Tuesday, February 23, 2010

Unpleasant Boasting



Day 7 of the Taming the Tongue book deals with the Boasting Tongue.


When we are small, boasting is a way of making us feel bigger. The classic playground claim, "my dad is bigger than your dad" gives way to boasting about our own accomplishments and achievements. Somewhere along the line as an adult we come full circle and become less inclined to boast about our own successes and shift to boasting about accomplishments of those close to us once more.


For those of us with children this becomes a huge struggle to control. A man I know tells a story about when he was a child that he received some kind of award or something in school. Because his mother was a typical mom, she told everyone she knew about it. They lived in a small expatriate community overseas and it seemed that everyone he knew had heard about the award from his mom. He vowed to never tell her anything like that again. When his parents showed up to celebrate his college graduation years later they had no idea, until he received it, that he was the recipient of a BIG DEAL award, because he had kept his vow.


As a mom, I can understand how his mother felt and why she told everyone about her son. We want to share our joy in our children's accomplishments. Yet, here in Northern Virginia where education is one of our gods, the push to make children into high achievers is relentless. I wonder whether we are sharing joy in our children's accomplishments or showing what great parents we are? Are we taking credit for what God has gifted our children with?


I struggle sometimes with this admonishment to not engage in such behavior. Fortunately, two of my friends at our Bible Study Leaders Group have modeled God's admonishment for me.  They both have incredibly gifted children.  One child swam in the summer Olympics last year. The other scored so high on standardized tests as a small child that the likes of MIT and Rensselaer pursued him from a very early age. Both of these mothers have mastered the ability to share what's going on in these kids' lives only when asked. They both model grace and humility and an understanding that although their children have worked very hard with what God gave them, God did give them the talents. Good genetics and encouraging backgrounds enhance, but the meat of it comes from God. They've also shared how that level of gift can create difficulties as well.




Therefore, as it is written: "Let him who boasts boast in the Lord."
 1 Corinthian 1:31

This is what the LORD says: "Let not the wise man boast of his wisdom or the strong man boast of his strength or the rich man boast of his riches, Jeremiah 9:23

5 comments:

Jillien said...

2 Cor 12: 5-10 (NIV)

I completely agree. Sometimes we get caught up in our achievements, when it was truly through the grace of God that we made it there to begin with. The Lord brings blessings to us so they can work through us. The Lord blesses those with wealth, so they may serve the poor. The Lord blesses those with strength, so they may carry the weak....

This is a great post, and something I must always be reminded of. Thank you for sharing.

JM

Thom said...

I for one say if you got it flaunt it. I see nothing wrong with boasting high and loud about loved ones, especially your children. Granted I'm not saying to put an ad in the newspaper or on TV but if I had kids I'd let all know and be proud of it. Yeah it might make me look like an idiot and a braggart but I could care less. They are my kids and I'm gonna do my utmost to know what wonderful kids they are.

On the other hand, let's say they are bully's and no hoodlums. I'd do everything I could to stop the behavior but I don't think I would boast about it. Double standard I think. Maybe I should rethink my boasting. There again, maybe it's a good thing I don't have kids.

SouthLakesMom said...

Thank you Jillien! Your comments are very kind.
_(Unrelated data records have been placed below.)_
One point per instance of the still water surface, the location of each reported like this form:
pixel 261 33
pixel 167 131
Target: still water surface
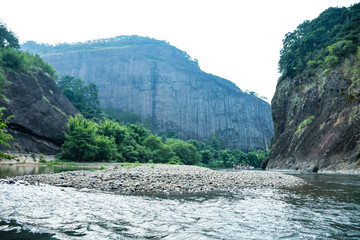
pixel 327 208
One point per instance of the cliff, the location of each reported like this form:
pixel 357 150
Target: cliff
pixel 317 124
pixel 40 113
pixel 162 83
pixel 316 106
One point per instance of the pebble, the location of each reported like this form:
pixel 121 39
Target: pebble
pixel 161 179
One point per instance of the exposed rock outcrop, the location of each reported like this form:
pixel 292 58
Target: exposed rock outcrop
pixel 317 123
pixel 161 83
pixel 40 113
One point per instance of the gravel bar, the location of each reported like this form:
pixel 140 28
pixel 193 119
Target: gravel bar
pixel 161 179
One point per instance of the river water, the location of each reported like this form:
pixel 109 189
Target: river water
pixel 328 207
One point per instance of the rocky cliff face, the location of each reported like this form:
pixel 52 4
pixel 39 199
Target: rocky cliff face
pixel 317 123
pixel 159 82
pixel 40 113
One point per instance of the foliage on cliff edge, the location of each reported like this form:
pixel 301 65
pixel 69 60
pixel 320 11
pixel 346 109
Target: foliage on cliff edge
pixel 322 42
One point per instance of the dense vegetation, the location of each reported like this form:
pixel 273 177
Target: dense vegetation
pixel 126 137
pixel 15 60
pixel 83 96
pixel 95 135
pixel 322 42
pixel 116 42
pixel 110 140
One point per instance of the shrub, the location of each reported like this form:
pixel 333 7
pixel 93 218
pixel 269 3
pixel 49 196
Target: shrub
pixel 303 125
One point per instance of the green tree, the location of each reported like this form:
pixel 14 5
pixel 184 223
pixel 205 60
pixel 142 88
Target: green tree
pixel 83 143
pixel 84 97
pixel 8 38
pixel 185 151
pixel 4 137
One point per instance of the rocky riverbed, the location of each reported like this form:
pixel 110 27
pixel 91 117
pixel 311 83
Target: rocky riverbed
pixel 160 179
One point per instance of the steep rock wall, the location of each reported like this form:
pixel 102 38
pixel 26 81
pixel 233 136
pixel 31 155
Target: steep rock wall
pixel 317 124
pixel 40 113
pixel 160 83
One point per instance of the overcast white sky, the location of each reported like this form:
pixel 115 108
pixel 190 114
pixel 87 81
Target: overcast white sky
pixel 234 39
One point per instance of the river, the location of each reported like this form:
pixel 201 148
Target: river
pixel 328 207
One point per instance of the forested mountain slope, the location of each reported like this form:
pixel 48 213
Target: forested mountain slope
pixel 164 85
pixel 316 107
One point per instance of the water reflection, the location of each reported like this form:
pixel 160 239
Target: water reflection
pixel 327 208
pixel 8 170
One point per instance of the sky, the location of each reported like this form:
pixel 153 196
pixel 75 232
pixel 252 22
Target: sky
pixel 233 39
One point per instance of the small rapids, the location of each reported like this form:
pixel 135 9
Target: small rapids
pixel 327 208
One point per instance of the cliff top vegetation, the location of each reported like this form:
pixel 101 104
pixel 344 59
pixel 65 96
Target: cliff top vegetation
pixel 107 43
pixel 322 42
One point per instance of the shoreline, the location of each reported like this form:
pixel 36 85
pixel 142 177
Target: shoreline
pixel 161 179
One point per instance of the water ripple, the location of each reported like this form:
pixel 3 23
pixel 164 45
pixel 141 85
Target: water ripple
pixel 66 213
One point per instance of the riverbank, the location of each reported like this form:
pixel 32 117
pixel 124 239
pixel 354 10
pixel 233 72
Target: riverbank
pixel 161 179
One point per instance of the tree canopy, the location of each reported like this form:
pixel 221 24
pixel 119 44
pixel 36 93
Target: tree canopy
pixel 324 41
pixel 83 96
pixel 8 38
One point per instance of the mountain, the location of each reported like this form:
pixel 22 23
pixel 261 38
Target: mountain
pixel 40 113
pixel 316 107
pixel 163 84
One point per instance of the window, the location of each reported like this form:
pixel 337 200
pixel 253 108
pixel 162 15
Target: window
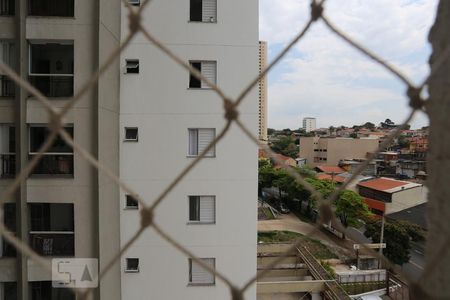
pixel 199 275
pixel 208 69
pixel 43 290
pixel 132 66
pixel 7 151
pixel 7 56
pixel 132 265
pixel 202 209
pixel 51 68
pixel 134 2
pixel 7 7
pixel 203 11
pixel 131 202
pixel 9 220
pixel 131 134
pixel 199 139
pixel 52 228
pixel 51 8
pixel 58 160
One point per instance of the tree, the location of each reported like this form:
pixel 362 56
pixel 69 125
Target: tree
pixel 396 238
pixel 351 209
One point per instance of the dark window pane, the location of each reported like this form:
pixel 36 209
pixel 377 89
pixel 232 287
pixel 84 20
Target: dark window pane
pixel 194 82
pixel 51 217
pixel 131 134
pixel 132 202
pixel 194 208
pixel 133 264
pixel 196 10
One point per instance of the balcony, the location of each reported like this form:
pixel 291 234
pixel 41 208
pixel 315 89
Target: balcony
pixel 51 8
pixel 53 86
pixel 54 164
pixel 7 87
pixel 7 8
pixel 53 243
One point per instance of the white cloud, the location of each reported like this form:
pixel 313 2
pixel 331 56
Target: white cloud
pixel 326 78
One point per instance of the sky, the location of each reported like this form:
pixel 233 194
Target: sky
pixel 324 77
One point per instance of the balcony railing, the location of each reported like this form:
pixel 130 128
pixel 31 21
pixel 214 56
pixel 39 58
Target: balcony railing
pixel 53 85
pixel 7 87
pixel 7 8
pixel 58 243
pixel 8 162
pixel 54 164
pixel 51 8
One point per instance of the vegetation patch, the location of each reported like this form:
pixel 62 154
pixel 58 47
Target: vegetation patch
pixel 319 250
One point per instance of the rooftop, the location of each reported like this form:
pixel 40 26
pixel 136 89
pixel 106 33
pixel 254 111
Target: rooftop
pixel 388 185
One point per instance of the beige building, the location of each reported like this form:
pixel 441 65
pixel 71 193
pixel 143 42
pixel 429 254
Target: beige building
pixel 262 87
pixel 329 151
pixel 57 48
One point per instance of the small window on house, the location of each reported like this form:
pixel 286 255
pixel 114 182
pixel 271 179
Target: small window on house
pixel 134 2
pixel 198 275
pixel 208 69
pixel 202 209
pixel 132 265
pixel 199 139
pixel 131 134
pixel 131 202
pixel 203 11
pixel 132 66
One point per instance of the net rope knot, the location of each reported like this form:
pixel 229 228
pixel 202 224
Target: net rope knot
pixel 236 294
pixel 316 10
pixel 415 101
pixel 146 217
pixel 231 112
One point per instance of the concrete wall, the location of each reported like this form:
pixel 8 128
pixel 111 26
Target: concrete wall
pixel 159 103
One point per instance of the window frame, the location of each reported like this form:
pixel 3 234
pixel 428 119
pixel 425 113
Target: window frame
pixel 191 262
pixel 198 152
pixel 129 61
pixel 203 85
pixel 125 139
pixel 127 269
pixel 199 221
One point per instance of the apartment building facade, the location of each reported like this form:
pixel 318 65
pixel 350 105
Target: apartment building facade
pixel 309 124
pixel 262 89
pixel 146 119
pixel 57 46
pixel 329 151
pixel 173 116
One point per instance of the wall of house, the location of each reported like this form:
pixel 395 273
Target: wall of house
pixel 159 102
pixel 407 198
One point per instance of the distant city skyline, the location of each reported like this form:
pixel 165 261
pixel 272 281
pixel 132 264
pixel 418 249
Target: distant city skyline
pixel 326 78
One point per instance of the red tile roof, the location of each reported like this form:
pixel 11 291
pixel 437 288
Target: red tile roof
pixel 331 169
pixel 336 178
pixel 382 184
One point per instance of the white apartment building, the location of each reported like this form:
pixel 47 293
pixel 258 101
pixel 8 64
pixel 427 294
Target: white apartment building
pixel 146 119
pixel 167 118
pixel 309 124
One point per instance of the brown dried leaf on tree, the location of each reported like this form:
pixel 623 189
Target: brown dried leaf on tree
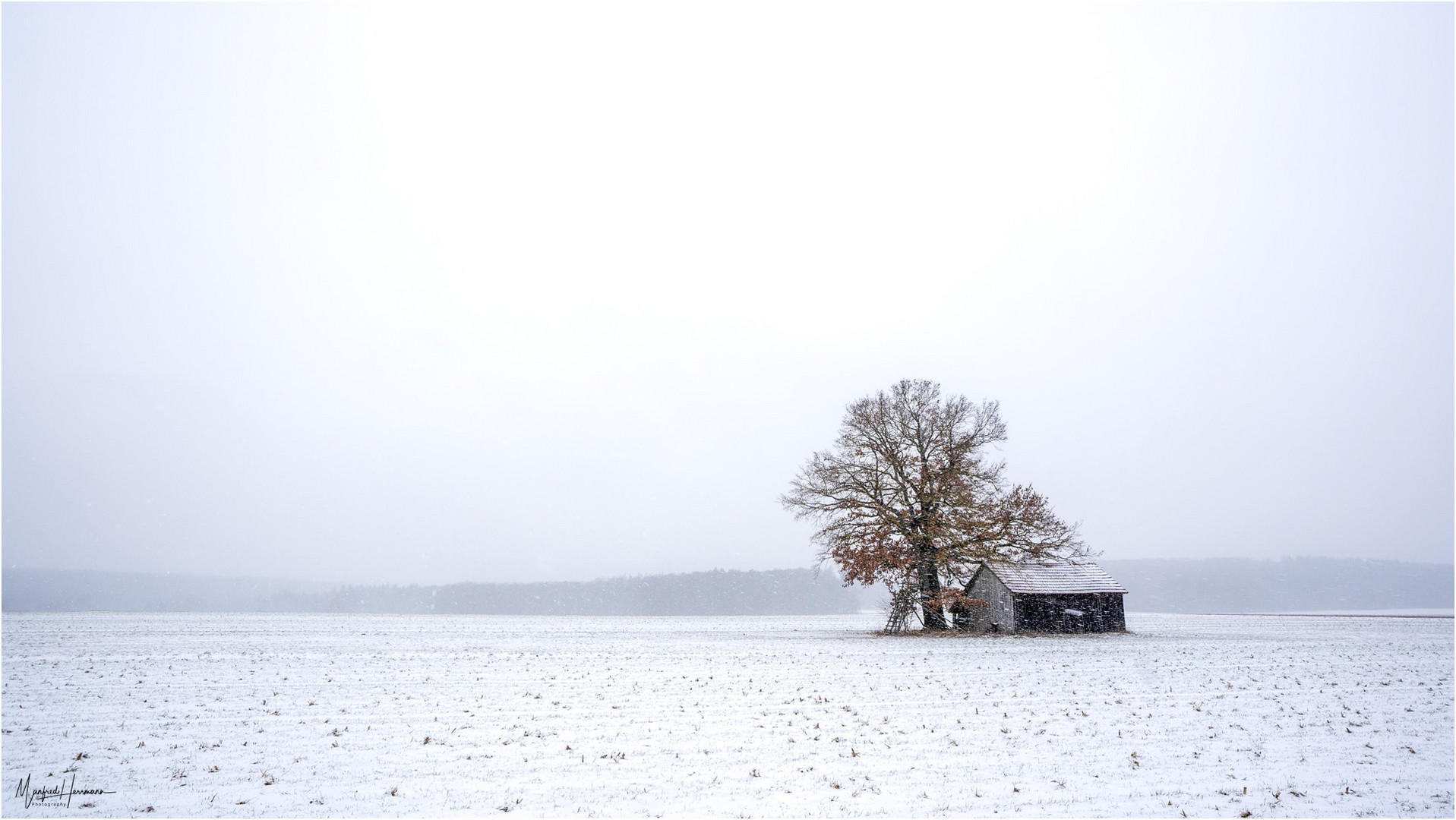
pixel 909 497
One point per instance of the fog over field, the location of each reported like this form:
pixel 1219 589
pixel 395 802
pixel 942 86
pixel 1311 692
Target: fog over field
pixel 420 410
pixel 1305 585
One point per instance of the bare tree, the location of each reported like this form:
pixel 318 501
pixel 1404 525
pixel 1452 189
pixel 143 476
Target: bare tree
pixel 909 497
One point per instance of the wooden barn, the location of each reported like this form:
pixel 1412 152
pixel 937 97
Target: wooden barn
pixel 1043 598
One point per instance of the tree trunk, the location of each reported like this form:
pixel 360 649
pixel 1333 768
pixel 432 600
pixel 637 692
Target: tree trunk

Thom - the process you just went through is exactly what I've gone through! When I spend time with people whose kids ARE acting like bums and worse, I wonder how they must feel when people are boasting about their own GREAT kids...that also tempers my tongue!

quilly said...

I was such a boaster when I was young that I practically had no friends. Not so much now, but sometimes I do find myself boasting for Amoeba. Part of me knows that really won't help with my goal of convincing people he's wonderful, but still I persist!

SouthLakesMom said...

I think when we are complimenting the strengths, accomplishments of someone we love, that's loving them publicly.

Where we should draw the line is when the motivation is reflected glory or taking credit for the success ourselves or worst case scenario - using it to minimize someone else's success. That's what I see so much around here.
A: My kid won a reading award!
B: My kid won that award last year. This year he won the higher one.

It's not usually that blatant, but it's there...and I try to NOT engage!